I redattori di questo blog non sono mai riusciti a nascondere – né intendevano farlo – la propensione ad apprezzare i vini campani, specialmente quelli bianchi. Scorrendo tra le pagine delle degustazioni e degli eventi, si può già intraprendere un piccolo viaggio in quella che io ritengo la regione italiana con le potenzialità più importanti ancora, tra l’altro, parzialmente inespresse.
In occasione di Vinnatur dell’anno scorso in un post parlammo, tra gli altri, di Podere Veneri Vecchio, una piccola realtà di Castelvenere; oggi torniamo ad occuparcene, provando Bianco Tempo 2011, prima annata in commercio per questo vino.

Mi sembra doveroso, preliminarmente, fare un breve accenno alla storia di Castelvenere, piccolo Comune nel Sannio, noto per essere proporzionalmente il più vitato di tutta la Campania. La sua estensione insiste su un territorio di chiara origine vulcanica e deve il proprio nome, in origine Véneri, probabilmente al fatto che nelle vicinanze vi era un tempio dedicato a Venere; non si trova a grande altitudine, poco più di cento metri sul livello del mare eppure i risultati qualitativi, da un punto di vista enologico, sono sempre importanti.
Una spiegazione di questa vocazione alla viticoltura la si può trovare nella composizione del terreno, ricca di argilla e tufo; sin dall’antichità, inoltre, le stesse case del paese sono state erette con pietra e tufo, o scavate nel tufo stesso, con cantine profonde e particolarmente fresche.
Castelvenere è, in sintesi, uno di quei luoghi in cui la tradizione vitivinicola la si può respirare, toccare e naturalmente… bere.  
Podere Veneri Vecchio nasce per volontà di Raffaello Annichiarico, agronomo esperto di sicurezza degli alimenti. Raffaello ha una storia che in un primo momento può sembrare inconsueta ma che a ben guardare ha diversi punti in comune con molti personaggi del mondo del vino: non nasce produttore ma scopre di poterlo diventare, acquisendo una piccola masseria proprio a Castelvenere, circondata da vigneti misti.
Dapprima vende le uve, in seguito decide di vinificare per proprio conto seguendo l’unica strada possibile: il rispetto del territorio, il rispetto della tradizione: chimica bandita e sforzi tesi soprattutto a rinforzare le naturali difese della pianta. Raffaello non ha modificato nemmeno gli impianti originali, allorquando rinvenne più varietà nel medesimo vigneto: ciascuna bottiglia prodotta è un cru, proveniente dallo stesso vigneto ma non monovitigno.    

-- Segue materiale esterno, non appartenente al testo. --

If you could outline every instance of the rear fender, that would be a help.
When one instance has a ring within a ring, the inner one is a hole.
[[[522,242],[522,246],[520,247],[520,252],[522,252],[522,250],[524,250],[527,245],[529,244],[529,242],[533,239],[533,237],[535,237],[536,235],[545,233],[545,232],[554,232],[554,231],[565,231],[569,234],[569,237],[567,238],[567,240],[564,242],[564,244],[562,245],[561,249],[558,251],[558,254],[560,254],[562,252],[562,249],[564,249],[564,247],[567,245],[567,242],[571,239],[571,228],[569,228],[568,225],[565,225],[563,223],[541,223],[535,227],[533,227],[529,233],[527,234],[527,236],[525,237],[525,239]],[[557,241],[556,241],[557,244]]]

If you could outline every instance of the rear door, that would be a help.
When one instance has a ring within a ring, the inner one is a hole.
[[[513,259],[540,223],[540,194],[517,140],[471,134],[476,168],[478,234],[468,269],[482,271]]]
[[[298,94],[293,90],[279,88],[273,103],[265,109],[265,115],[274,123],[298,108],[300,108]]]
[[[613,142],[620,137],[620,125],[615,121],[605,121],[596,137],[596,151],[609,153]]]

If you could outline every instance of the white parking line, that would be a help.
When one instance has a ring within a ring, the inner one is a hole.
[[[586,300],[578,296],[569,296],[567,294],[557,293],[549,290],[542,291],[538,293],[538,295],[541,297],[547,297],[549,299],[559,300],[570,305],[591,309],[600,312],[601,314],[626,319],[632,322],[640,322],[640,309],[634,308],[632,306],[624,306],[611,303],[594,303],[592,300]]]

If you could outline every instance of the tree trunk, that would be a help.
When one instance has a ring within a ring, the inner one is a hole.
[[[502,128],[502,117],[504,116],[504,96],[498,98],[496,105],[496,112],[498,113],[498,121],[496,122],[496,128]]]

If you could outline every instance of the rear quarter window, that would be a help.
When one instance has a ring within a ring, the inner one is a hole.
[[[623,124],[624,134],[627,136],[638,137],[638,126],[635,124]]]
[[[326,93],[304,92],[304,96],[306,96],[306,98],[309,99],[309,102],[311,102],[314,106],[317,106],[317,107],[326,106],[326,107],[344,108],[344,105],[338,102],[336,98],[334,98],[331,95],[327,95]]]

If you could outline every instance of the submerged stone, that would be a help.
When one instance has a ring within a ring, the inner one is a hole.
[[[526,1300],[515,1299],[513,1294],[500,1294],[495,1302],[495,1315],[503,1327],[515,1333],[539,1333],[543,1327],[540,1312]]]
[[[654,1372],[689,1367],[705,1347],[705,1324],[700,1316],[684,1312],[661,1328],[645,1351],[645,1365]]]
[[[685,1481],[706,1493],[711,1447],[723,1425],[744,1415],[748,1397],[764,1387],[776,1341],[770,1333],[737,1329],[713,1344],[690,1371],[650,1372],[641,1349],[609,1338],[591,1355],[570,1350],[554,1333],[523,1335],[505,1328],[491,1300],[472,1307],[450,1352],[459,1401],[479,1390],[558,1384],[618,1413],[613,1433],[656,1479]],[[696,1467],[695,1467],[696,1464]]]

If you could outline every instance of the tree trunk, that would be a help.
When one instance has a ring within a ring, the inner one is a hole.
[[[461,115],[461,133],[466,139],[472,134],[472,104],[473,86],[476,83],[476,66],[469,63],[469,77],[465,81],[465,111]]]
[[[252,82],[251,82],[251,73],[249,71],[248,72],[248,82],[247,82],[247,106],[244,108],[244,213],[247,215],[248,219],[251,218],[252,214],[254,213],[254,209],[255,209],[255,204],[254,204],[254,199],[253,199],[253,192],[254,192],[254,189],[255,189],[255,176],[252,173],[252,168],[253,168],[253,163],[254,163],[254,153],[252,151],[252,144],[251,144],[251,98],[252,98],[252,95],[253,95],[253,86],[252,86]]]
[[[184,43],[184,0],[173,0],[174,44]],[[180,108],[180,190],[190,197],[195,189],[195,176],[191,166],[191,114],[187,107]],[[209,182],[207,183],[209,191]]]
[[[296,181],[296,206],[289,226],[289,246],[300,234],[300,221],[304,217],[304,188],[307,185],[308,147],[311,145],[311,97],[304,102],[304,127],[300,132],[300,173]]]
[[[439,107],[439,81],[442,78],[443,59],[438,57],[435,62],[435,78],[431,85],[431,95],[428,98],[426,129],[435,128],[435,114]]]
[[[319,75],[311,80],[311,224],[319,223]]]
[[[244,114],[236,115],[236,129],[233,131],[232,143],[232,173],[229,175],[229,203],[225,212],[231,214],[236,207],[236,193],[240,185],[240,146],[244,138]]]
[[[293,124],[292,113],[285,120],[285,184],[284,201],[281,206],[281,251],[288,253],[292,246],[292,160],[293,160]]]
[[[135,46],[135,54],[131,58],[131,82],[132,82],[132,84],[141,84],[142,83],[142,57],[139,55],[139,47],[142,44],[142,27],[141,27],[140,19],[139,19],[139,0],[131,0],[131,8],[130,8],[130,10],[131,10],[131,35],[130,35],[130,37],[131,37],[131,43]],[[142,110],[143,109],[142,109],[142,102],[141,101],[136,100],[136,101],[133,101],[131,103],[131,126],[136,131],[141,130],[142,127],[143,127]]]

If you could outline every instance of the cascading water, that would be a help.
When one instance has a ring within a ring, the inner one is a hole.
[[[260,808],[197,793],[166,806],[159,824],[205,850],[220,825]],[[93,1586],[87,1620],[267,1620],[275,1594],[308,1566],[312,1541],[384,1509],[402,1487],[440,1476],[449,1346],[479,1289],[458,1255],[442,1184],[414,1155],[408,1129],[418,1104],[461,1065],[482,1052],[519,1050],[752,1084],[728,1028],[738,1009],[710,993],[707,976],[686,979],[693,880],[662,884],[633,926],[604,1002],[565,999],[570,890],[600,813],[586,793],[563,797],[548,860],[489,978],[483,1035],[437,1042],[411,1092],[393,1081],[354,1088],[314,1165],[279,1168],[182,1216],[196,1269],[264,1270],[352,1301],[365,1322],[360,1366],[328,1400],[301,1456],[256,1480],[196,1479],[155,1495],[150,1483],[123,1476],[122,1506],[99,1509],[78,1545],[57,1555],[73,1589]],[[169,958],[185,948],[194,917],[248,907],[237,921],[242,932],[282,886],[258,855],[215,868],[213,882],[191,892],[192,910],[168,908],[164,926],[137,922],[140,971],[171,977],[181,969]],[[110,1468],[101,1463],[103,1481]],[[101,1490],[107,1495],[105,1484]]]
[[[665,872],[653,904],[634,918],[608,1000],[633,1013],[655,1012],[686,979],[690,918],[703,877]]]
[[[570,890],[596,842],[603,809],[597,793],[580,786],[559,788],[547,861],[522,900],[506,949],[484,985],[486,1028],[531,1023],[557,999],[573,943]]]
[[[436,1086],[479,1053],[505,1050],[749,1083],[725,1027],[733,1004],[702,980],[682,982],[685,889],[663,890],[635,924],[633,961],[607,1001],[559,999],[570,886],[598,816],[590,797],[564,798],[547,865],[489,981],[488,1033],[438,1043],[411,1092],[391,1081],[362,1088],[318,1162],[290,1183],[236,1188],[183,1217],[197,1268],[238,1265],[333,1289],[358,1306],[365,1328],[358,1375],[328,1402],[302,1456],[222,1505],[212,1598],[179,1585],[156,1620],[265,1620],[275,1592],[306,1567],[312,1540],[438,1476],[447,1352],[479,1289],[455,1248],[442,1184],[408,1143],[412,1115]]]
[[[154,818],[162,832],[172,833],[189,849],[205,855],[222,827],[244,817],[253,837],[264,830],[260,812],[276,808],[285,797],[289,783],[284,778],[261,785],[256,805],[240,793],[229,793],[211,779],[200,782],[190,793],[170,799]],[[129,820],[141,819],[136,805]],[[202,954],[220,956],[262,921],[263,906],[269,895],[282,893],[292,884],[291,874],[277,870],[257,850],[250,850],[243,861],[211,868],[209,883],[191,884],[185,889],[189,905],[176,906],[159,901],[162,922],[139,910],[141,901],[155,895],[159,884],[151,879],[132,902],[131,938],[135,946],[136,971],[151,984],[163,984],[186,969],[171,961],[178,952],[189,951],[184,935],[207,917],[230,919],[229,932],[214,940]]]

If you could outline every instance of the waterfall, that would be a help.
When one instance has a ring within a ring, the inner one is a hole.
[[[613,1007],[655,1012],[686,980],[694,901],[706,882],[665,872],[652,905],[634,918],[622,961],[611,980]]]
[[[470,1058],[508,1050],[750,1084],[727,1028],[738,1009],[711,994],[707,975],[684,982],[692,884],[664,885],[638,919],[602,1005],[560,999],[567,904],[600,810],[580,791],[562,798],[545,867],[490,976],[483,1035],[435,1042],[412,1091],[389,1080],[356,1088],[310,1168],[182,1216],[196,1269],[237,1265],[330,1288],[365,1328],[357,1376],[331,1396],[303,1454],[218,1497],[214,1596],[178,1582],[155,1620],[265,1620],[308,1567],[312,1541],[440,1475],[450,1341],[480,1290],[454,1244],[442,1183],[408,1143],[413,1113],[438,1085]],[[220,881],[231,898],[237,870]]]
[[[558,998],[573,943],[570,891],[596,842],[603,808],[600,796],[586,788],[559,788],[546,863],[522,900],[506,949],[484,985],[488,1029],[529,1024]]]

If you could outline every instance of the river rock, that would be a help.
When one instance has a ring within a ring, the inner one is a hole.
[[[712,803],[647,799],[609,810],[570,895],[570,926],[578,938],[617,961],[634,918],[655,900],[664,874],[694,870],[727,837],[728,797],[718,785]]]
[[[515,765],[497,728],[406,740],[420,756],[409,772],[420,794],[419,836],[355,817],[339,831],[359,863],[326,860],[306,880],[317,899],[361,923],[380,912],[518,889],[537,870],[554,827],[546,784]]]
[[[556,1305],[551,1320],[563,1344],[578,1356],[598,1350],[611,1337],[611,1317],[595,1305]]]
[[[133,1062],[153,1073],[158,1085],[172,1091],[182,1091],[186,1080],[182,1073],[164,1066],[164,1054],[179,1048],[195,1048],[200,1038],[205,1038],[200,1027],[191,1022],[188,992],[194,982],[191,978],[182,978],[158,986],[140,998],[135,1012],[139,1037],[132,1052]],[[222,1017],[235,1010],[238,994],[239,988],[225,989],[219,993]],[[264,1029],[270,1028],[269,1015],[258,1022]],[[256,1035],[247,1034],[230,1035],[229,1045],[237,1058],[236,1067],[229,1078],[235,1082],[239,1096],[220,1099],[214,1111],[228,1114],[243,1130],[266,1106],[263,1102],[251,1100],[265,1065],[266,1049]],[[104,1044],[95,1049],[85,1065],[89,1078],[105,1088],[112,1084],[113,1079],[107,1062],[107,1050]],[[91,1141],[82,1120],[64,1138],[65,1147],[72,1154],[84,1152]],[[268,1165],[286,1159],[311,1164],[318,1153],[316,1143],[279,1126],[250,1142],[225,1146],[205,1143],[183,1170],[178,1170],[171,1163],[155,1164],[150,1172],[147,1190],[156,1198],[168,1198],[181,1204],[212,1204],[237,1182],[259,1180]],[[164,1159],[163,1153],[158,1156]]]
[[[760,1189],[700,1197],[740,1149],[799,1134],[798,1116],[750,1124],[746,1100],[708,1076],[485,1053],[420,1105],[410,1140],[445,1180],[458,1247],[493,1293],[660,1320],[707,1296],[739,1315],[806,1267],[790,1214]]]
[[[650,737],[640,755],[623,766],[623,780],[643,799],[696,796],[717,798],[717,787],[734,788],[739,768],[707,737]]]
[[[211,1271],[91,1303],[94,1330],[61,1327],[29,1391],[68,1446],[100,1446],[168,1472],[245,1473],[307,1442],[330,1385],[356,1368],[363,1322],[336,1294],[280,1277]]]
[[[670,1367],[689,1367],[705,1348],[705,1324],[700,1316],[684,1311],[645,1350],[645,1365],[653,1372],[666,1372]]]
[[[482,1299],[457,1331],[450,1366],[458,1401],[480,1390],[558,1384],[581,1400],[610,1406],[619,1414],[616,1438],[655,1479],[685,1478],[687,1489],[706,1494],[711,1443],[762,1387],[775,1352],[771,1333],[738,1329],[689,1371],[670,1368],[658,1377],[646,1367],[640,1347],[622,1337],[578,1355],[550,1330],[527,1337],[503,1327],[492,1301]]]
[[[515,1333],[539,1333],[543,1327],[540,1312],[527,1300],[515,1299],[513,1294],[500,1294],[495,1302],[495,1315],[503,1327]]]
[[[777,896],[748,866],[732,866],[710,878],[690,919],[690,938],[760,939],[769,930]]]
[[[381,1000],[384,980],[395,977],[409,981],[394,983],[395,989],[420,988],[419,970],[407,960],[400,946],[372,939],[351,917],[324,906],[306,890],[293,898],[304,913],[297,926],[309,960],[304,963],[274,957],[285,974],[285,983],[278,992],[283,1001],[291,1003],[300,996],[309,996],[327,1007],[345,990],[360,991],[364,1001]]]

Fermentazioni con lieviti indigeni, temperature non controllate, produzioni limitate caratterizzano i vini di Podere Veneri Vecchio ma… non basta. Abbiamo poc’anzi detto che si è avuto rispetto per la tradizione e come si potrebbe rispettarla di più se non vinificando vitigni squisitamente autoctoni: Bianco Tempo è un blend di grieco e cerreto in parti uguali completati da un 15% di falanghina; fa una macerazione di sette o otto giorni sulle bucce per poi maturare in botti di acacia e castagno, legni anch’essi tradizionalmente legati alla realtà locale.     
Facciamo parlare il calice: Bianco Tempo si presenta subito in tutta la sua originalità, mostrando numerose – e comprensibili – particelle in sospensione. Giallo oro antico, naso intenso di agrumi, fiori gialli appassiti e decisa nota tostata; non avverto una grande complessità tuttavia l’insieme del profilo olfattivo è fine e mi incuriosisce.
Il sorso rispetta quanto percepito al naso: si dispone in bocca non senza qualche spigolo, caratterizzato da intensa sapidità, valorizzata da una moderata freschezza. L’apporto alcolico è elegante, ben misurato, rende il vino molto piacevole, fino a un finale medio lungo.  
Non è un vino qualunque e non è un vino facile. Ha fascino proprio perché non si esprime apertamente, non subito almeno. 
L’essenza di Bianco Tempo d’altronde è ben illustrata in retro etichetta, dove sotto l’indicazione dell’utilizzo di botti di acacia e castagno viene riportato:
Questi non sono vini fatti per il mercato; se non accendono qualcosa dentro di te… lascia perdere, sono poche bottiglie.
Un monito, un consiglio forse, per rendere ben chiaro che alcune eccellenze non sono per tutti.